I 74 astigiani deferiti al tribunale speciale

Colpevoli di essere oppositori del fascismo
Questa è la storia degli astigiani deferiti al tribunale speciale, l’organo istituito dal fascismo per giudicare i reati contro lo Stato e il regime. Grazie allo studio inedito del fondo sovversivi e antifascisti e di una recente ricerca dell’Israt è stato possibile rintracciare i nomi e le storie degli astigiani antifascisti schedati dalla questura sotto il fascismo. Il confronto dei dati ha portato alla stesura di un elenco di antifascisti denunciati e condannati fra il 1926 e il 1943. Dei 74 nominativi emersi dalla ricerca sono state estrapolate tre biografie personali per raccontare tre esperienze diverse fra loro unite dall’opposizione organizzata o spontanea contro il fascismo.

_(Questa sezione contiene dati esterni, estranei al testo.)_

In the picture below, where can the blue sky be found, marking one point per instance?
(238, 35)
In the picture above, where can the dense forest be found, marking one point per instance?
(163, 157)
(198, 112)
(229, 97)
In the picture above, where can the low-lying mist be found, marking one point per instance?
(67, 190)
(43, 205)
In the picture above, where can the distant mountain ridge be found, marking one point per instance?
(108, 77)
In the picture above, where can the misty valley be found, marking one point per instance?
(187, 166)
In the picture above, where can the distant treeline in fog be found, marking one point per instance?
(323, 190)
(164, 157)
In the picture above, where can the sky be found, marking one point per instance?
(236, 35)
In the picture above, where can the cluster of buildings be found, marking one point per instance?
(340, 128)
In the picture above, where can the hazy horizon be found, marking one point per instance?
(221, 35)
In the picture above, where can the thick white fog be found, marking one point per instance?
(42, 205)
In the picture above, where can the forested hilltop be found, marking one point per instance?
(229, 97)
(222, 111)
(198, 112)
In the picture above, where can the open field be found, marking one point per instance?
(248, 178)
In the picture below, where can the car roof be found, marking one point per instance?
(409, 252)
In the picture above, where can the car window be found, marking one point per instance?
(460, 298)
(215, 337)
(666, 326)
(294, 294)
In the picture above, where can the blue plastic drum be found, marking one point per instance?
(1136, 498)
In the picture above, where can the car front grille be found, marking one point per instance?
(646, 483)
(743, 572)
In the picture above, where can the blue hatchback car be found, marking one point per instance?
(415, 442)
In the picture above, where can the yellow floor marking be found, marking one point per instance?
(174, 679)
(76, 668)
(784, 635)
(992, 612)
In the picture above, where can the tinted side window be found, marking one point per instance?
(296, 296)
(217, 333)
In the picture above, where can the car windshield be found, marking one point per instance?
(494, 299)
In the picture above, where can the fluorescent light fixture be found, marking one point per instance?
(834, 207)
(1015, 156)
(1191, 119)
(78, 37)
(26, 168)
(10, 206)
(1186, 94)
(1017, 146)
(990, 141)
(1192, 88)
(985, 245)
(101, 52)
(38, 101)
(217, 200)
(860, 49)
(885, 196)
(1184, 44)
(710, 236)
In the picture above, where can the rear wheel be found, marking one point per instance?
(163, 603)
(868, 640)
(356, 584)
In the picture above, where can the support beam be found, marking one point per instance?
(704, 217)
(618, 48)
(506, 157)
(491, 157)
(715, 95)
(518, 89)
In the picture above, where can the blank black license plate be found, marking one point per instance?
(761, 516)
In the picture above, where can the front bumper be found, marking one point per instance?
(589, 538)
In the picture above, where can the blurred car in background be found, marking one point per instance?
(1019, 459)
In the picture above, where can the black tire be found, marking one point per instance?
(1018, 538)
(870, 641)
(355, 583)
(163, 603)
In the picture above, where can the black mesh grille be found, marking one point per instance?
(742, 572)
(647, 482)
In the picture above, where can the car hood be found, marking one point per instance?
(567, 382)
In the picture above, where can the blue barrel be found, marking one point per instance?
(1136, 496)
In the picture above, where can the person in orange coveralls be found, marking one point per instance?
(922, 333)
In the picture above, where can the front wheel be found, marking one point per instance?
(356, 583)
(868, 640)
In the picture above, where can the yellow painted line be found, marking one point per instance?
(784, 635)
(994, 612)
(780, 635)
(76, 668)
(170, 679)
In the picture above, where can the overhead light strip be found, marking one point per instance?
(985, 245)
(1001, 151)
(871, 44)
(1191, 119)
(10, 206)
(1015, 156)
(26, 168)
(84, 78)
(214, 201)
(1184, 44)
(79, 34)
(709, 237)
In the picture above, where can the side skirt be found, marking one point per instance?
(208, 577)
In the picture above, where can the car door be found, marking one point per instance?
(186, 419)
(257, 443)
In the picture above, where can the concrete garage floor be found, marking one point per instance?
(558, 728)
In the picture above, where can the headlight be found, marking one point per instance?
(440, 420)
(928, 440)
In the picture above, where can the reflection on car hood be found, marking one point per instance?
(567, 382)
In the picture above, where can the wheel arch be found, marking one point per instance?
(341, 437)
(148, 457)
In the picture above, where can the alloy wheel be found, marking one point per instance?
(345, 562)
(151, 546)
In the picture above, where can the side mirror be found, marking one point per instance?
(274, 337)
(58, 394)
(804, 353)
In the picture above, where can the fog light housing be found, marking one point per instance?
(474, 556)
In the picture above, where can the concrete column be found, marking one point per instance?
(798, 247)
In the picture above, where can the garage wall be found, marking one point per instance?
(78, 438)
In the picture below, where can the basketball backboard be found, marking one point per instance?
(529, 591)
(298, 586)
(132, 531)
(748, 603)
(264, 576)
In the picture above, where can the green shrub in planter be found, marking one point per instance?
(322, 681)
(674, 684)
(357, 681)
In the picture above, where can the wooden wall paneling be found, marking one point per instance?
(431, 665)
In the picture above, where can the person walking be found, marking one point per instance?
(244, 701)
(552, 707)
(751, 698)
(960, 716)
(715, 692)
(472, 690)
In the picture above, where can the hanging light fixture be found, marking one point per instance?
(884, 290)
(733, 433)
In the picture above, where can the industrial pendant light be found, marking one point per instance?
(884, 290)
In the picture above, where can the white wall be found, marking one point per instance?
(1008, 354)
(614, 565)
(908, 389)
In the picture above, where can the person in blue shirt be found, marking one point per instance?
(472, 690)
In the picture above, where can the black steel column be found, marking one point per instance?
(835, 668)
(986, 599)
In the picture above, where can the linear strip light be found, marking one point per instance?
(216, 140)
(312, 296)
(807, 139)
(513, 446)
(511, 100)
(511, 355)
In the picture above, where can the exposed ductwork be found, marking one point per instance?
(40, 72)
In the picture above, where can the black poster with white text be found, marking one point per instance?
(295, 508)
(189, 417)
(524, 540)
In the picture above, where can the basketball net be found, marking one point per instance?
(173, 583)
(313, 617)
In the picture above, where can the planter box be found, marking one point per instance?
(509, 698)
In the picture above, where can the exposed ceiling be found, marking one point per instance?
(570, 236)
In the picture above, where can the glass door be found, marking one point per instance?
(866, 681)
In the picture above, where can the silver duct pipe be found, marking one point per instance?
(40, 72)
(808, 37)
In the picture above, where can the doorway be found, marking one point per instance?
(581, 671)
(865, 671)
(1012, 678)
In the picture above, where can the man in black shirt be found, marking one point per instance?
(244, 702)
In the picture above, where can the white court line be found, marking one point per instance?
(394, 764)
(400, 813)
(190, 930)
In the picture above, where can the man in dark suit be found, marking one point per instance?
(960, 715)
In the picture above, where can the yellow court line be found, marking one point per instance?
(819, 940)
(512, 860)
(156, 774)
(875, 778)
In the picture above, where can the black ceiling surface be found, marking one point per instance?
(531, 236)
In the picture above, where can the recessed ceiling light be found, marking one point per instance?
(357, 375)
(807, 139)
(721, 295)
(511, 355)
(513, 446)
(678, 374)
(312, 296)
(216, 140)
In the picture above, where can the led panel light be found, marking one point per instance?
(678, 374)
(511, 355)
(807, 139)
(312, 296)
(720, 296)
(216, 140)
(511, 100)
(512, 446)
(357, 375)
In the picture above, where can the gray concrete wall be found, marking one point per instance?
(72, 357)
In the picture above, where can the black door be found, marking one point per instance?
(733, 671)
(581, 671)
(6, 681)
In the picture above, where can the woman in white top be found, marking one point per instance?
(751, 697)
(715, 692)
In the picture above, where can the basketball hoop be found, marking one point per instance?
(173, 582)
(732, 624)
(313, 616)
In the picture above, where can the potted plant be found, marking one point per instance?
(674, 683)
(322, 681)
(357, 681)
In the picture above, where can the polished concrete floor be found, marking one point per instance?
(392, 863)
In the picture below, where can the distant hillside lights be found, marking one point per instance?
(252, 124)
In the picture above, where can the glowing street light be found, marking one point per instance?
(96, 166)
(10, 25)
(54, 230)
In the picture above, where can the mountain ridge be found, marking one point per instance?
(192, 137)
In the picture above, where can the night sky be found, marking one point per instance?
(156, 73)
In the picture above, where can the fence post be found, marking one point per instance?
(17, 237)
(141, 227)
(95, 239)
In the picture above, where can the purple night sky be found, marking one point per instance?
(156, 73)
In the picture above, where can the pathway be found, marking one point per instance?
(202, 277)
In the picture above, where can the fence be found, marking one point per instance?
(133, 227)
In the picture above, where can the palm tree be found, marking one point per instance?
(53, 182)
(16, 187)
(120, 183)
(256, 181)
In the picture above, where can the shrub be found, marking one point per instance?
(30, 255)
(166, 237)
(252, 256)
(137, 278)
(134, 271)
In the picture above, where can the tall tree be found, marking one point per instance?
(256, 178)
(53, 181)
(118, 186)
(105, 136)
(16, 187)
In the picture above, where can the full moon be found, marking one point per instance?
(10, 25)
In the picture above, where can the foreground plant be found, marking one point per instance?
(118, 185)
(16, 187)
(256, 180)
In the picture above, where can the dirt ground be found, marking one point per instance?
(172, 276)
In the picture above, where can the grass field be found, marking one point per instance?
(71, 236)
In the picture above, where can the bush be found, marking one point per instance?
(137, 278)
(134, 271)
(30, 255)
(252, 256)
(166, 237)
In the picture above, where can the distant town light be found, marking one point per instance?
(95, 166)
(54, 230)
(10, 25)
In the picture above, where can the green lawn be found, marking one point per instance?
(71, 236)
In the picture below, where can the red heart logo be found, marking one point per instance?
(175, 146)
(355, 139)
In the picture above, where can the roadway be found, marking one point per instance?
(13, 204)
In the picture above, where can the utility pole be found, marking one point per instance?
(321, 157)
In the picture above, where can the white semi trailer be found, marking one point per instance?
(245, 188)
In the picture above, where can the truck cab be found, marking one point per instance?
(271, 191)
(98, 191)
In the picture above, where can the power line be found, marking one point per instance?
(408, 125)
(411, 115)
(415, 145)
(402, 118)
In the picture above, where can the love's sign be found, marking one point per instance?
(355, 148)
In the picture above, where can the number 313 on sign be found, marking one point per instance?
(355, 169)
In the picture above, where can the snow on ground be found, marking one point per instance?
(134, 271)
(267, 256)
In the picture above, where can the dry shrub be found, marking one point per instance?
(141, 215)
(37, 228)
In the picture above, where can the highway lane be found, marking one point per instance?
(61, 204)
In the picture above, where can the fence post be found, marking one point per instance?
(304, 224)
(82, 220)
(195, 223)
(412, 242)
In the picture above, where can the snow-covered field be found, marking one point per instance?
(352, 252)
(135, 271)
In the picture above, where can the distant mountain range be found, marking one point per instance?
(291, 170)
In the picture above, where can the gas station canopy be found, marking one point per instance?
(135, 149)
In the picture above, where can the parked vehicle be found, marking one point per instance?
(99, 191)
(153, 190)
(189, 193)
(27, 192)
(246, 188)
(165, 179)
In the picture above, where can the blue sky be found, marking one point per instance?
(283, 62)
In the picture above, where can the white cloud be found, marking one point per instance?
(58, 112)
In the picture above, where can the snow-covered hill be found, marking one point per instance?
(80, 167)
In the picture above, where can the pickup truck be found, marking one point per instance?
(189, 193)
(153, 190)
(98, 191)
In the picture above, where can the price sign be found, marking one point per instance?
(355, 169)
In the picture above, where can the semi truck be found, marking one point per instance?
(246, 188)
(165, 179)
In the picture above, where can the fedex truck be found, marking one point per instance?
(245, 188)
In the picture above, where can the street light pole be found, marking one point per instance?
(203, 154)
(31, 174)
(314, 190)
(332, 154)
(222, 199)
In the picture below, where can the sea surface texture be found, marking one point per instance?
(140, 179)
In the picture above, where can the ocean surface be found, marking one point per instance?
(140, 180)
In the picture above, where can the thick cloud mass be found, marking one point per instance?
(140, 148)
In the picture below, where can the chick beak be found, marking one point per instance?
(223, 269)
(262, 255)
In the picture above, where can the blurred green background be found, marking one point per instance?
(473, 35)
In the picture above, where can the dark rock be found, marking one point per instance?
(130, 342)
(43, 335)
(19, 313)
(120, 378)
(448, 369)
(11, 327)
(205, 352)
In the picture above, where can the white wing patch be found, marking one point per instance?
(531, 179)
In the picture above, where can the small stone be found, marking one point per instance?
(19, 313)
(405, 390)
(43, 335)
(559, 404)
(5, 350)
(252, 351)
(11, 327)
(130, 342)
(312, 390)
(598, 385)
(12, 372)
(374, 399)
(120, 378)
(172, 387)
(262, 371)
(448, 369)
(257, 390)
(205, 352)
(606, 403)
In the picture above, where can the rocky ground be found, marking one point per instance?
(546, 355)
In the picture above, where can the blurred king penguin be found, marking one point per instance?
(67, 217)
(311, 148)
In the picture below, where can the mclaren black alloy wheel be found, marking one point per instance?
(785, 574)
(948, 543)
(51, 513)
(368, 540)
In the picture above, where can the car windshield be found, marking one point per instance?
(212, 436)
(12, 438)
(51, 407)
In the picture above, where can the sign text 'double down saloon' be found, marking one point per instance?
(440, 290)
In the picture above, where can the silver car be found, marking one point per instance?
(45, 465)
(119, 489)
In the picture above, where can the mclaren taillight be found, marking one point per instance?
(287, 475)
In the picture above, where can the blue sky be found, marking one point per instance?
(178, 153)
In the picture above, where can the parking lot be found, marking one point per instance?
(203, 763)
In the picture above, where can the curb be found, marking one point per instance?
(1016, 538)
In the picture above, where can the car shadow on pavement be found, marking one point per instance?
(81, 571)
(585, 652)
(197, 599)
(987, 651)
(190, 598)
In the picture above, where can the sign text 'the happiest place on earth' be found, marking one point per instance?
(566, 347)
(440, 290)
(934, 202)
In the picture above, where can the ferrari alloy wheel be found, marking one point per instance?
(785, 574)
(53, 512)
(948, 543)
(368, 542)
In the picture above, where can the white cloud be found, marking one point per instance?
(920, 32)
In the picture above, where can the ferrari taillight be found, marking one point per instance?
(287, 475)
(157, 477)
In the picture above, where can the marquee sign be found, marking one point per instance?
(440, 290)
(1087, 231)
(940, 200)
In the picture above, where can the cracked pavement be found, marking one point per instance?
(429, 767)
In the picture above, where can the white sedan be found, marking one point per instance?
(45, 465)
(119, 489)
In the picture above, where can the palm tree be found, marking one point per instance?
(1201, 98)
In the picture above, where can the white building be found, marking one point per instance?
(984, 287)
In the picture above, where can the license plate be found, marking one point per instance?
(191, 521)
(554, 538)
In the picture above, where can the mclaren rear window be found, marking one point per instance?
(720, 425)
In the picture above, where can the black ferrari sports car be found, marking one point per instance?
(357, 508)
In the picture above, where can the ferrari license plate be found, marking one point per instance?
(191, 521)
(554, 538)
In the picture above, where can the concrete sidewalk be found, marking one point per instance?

Dal controllo poliziesco sui sovversivi alla repressione giudiziaria

Felice Platone era un giovane giornalista e stretto collaboratore di Antonio Gramsci negli anni torinesi dell’Ordine nuovo e anche dopo con la nascita del partito comunista a Livorno nel 1921. Era nato ad Azzano il 12 febbraio 1899 e aveva la residenza ad Asti. Cugino e omonimo del primo sindaco di Asti dopo la Liberazione, era un dirigente del partito comunista clandestino e fu il primo astigiano condannato dal Tribunale speciale per la difesa dello Stato, istituito dal fascismo nel 1926. Fu condannato in contumacia il 7 maggio 1927 a scontare 12 anni. Il processo coinvolse altri otto imputati, quasi tutti giornalisti, condannati per aver svolto “Propaganda sovversiva tendente all’insurrezione e incitamento all’odio di classe”.

Platone fuggì a Parigi dove lavorò accanto a Palmiro Togliatti e ad altri dirigenti comunisti costretti ad espatriare. Nel 1936 partì come volontario per la Spagna travolta dalla guerra civile dove viene nominato capo di stato maggiore delle Brigate internazionali. Con la sconfitta del Governo repubblicano fu costretto a tornare in Francia dove venne arrestato e internato in un campo di prigionia nel 1940. Riesce a fuggire per unirsi ai partigiani francesi (i Maquis) e dopo l’8 settembre è nelle fila della Resistenza in Italia.

Dopo la guerra Platone è tornato a occuparsi del lavoro ideologico curando la pubblicazione dei Classici del Marxismo e in seguito della prima edizione dei Quaderni del carcere di Antonio Gramsci. Nel 1950 prese il seggio  di Massimo Bontempelli al Senato. Muore a Roma il 25 febbraio 1955. La storia di Platone si intreccia con quelle degli altri 73 astigiani che furono giudicata dal Tribunale speciale. Dal 1926 al 1943 ad Asti furono infatti denunciate al Tribunale speciale 74 persone (6 le donne). Il 90% erano schedati come comunisti, seguivano gli anarchici e i socialisti; tutti giudicati pericolosi socialmente e politicamente. La ricerca sui nomi di questi imputati risulta ostacolata dalla difficoltà di trovare tutti i documenti. Molti fascicoli risultano incompleti.   È difficile in numerosi casi stabilirne la professione a causa dei dati parziali che a volte risultano contraddittori; molti di loro si spostavano per ragioni di lavoro e nel periodo bellico entrano in scena anche gli sfollati, provenienti dai grandi centri più colpiti dai bombardamenti. La consultazione dei fascicoli personali permette comunque uno sguardo inedito sulle vite delle persone vigilate.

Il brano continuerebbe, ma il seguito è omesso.